Speaking at President López Obrador's regular news conference, Ebrard said that if Mexico managed to reduce the number of migrants entering the country, it would show that the strategy implemented by the Mexican government is working.

On Friday, Mexico and the United States struck a deal to avert a tariff war, with Mexico agreeing to rapidly expand an asylum program and deploy security forces to stop immigration from Central America.

U.S. President Donald Trump had been threatening to impose 5% import tariffs on all Mexican goods starting today if Mexico did not commit to do more to tighten its borders and “stop the invasion” of the U.S.

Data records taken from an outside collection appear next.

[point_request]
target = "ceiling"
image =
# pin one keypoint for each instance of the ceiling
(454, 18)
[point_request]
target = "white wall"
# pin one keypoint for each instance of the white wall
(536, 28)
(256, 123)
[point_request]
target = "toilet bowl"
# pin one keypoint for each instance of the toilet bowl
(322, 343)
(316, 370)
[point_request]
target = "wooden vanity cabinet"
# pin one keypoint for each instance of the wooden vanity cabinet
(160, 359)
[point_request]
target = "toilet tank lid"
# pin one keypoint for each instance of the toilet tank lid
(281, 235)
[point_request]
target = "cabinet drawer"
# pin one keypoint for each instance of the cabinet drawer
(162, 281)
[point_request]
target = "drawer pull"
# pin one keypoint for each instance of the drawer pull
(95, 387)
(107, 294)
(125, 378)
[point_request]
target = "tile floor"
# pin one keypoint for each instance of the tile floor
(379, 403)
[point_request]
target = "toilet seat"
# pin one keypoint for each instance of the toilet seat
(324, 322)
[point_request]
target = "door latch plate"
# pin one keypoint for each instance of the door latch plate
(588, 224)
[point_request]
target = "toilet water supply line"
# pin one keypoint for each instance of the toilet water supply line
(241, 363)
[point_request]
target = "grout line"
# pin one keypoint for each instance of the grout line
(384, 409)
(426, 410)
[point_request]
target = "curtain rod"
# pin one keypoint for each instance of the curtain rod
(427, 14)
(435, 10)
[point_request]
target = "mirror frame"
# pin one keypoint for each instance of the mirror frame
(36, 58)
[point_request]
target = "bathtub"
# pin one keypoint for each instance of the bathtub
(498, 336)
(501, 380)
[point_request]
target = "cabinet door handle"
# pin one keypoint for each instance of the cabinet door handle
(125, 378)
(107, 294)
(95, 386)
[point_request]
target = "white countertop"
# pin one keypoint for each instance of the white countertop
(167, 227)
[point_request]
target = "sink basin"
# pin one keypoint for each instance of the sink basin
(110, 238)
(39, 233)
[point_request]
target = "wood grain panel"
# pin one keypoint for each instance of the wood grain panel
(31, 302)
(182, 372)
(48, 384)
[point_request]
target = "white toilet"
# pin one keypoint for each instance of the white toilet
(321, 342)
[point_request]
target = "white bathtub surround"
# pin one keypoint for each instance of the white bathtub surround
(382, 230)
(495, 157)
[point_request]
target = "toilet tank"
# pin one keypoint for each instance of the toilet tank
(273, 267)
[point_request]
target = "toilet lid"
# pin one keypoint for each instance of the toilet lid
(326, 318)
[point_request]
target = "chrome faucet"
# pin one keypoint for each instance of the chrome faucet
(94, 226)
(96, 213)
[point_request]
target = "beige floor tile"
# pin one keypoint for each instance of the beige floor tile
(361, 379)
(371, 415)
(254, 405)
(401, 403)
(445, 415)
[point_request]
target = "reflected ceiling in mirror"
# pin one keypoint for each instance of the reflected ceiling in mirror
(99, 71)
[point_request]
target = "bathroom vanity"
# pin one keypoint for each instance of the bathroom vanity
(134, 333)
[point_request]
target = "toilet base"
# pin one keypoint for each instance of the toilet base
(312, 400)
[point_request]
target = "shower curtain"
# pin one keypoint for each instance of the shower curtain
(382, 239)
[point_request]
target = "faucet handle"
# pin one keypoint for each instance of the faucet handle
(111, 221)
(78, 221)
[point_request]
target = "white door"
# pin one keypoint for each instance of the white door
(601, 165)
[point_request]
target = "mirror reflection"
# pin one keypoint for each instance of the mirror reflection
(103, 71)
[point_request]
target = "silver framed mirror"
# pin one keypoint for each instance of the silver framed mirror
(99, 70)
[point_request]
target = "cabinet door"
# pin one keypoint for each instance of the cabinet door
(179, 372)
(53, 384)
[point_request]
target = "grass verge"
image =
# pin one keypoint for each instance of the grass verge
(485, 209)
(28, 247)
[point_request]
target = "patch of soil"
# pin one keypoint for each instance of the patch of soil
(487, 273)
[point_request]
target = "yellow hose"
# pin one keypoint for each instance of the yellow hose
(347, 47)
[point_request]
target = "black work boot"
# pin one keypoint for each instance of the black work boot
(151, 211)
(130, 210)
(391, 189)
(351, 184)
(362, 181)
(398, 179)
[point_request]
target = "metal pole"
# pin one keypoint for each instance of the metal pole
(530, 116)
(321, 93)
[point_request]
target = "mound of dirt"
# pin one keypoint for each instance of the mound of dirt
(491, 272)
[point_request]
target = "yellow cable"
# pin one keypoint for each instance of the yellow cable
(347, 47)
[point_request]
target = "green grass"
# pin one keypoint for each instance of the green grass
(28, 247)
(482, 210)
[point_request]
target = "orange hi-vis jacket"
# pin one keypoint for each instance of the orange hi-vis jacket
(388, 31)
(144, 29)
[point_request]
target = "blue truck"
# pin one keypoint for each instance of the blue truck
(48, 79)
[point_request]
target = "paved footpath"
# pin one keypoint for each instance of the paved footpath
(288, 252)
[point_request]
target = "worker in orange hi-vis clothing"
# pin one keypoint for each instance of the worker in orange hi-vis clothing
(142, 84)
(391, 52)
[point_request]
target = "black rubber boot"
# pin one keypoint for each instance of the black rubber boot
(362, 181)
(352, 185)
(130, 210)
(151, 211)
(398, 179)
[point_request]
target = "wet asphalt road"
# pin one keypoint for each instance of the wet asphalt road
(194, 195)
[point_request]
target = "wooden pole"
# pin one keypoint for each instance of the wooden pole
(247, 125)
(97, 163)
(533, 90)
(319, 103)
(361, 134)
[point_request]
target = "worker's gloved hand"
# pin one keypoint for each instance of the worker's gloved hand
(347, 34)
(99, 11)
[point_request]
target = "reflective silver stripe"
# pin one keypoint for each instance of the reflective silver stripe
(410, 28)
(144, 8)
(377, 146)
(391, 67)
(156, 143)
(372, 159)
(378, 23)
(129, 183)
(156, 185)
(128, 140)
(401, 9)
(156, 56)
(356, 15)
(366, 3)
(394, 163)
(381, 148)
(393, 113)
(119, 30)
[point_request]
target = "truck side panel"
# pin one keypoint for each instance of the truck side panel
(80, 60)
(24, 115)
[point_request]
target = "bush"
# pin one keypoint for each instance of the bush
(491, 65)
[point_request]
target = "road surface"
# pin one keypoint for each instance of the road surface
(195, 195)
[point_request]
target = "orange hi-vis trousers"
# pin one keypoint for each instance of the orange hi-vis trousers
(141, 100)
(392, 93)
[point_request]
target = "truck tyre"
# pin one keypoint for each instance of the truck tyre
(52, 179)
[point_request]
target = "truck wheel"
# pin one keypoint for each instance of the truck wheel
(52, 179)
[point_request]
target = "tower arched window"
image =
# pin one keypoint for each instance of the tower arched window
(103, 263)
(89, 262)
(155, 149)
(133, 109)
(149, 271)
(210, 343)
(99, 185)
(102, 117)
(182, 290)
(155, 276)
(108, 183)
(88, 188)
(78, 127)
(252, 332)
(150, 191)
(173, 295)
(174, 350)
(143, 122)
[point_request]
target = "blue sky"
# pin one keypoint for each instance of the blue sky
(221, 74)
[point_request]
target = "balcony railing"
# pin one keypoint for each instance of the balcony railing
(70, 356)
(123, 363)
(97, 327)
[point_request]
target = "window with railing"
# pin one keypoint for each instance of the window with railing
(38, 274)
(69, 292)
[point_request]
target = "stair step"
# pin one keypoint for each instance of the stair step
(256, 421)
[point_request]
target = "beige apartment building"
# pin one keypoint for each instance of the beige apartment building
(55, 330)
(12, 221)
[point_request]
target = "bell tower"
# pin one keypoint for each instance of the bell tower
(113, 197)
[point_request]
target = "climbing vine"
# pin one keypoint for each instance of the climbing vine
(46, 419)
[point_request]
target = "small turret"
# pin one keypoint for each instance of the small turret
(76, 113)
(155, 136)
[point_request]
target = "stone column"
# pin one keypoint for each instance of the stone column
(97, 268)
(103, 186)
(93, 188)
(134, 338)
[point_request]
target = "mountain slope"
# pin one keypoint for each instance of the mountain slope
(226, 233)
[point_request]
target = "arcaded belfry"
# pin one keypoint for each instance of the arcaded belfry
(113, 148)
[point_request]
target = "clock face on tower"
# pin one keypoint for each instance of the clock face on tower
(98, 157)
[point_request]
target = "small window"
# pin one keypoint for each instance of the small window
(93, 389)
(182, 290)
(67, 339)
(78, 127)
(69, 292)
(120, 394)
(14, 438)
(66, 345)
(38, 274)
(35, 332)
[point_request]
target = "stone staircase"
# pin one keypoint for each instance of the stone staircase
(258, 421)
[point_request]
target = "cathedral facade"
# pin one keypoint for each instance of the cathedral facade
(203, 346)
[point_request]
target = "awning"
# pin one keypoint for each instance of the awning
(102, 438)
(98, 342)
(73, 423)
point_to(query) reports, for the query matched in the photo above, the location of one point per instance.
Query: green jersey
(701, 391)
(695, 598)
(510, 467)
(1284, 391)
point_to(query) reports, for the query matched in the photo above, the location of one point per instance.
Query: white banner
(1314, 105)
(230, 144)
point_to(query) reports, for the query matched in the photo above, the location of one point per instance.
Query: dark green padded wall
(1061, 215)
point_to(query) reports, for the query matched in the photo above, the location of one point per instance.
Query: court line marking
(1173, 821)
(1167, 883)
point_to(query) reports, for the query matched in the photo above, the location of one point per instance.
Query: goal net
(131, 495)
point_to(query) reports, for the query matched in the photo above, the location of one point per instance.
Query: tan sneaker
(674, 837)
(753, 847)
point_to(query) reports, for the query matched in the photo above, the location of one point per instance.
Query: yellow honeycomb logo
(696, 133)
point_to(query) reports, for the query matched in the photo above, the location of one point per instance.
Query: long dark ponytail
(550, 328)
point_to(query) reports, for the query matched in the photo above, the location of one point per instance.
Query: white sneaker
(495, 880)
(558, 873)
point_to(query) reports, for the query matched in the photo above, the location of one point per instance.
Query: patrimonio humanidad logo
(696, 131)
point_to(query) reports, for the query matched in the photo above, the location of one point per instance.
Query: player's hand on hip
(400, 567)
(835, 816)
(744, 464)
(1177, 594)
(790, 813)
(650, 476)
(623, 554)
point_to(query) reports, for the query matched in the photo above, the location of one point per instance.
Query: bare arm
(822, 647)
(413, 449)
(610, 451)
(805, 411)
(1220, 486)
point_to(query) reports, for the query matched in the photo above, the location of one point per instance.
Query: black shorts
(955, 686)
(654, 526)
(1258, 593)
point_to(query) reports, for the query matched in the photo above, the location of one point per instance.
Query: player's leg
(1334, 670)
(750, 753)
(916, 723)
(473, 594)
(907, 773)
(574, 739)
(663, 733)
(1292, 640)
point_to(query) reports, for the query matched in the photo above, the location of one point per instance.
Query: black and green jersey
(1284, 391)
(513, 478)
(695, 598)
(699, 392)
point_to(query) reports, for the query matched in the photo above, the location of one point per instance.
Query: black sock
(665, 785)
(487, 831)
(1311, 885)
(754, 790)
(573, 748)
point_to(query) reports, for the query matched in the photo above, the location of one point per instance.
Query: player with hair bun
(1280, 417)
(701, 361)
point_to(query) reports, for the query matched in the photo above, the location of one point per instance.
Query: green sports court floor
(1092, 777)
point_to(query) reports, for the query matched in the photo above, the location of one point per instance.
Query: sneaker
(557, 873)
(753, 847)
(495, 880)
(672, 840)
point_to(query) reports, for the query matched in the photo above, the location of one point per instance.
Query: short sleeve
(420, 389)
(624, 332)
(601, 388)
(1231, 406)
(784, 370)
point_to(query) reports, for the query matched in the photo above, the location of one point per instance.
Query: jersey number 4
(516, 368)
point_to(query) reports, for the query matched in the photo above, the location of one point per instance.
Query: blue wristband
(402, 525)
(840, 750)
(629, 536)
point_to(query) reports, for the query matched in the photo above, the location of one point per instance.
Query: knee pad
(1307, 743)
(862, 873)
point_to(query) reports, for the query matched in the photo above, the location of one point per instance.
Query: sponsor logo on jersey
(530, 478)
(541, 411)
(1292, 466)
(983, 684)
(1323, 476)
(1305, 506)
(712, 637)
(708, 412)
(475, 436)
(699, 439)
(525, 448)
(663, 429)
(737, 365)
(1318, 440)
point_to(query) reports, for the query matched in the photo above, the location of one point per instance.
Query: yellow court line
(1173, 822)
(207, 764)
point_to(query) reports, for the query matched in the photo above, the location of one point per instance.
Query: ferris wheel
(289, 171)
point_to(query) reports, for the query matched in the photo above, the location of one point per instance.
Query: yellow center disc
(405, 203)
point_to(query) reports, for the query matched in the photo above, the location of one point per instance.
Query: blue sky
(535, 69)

There was no specific migration reduction target, Ebrard said, noting that when he began talks in Washington last week to defuse the tariff threat, the U.S. government wanted Mexico to accept a “safe third country” agreement over migration.

Mexico rejected this demand, which would have forced Mexican authorities to accept many of the migrants detained trying to enter the United States by making them submit their asylum claims in Mexico rather than with U.S. authorities.

Ebrard noted that U.S. authorities wanted to cut the number of migrants to “zero” and said Washington would likely repeat its “safe third country” demand if Mexico was not able to bring down the number of people crossing illegally into the country.

Ebrard said he will talk to Central American organizations to solve the migration issue.

The Foreign Affair Minister denied the two countries signed any security or agriculture agreements. He later shared the document through social media:

Trump, who has called the surge in migrants an “invasion,” had threatened to keep raising tariffs against Mexico up to 25% unless Mexico fulfilled his demands.

Mexico and the United States agreed to keep discussing possible measures to address the crisis and will make announcements on the matter in 90 days.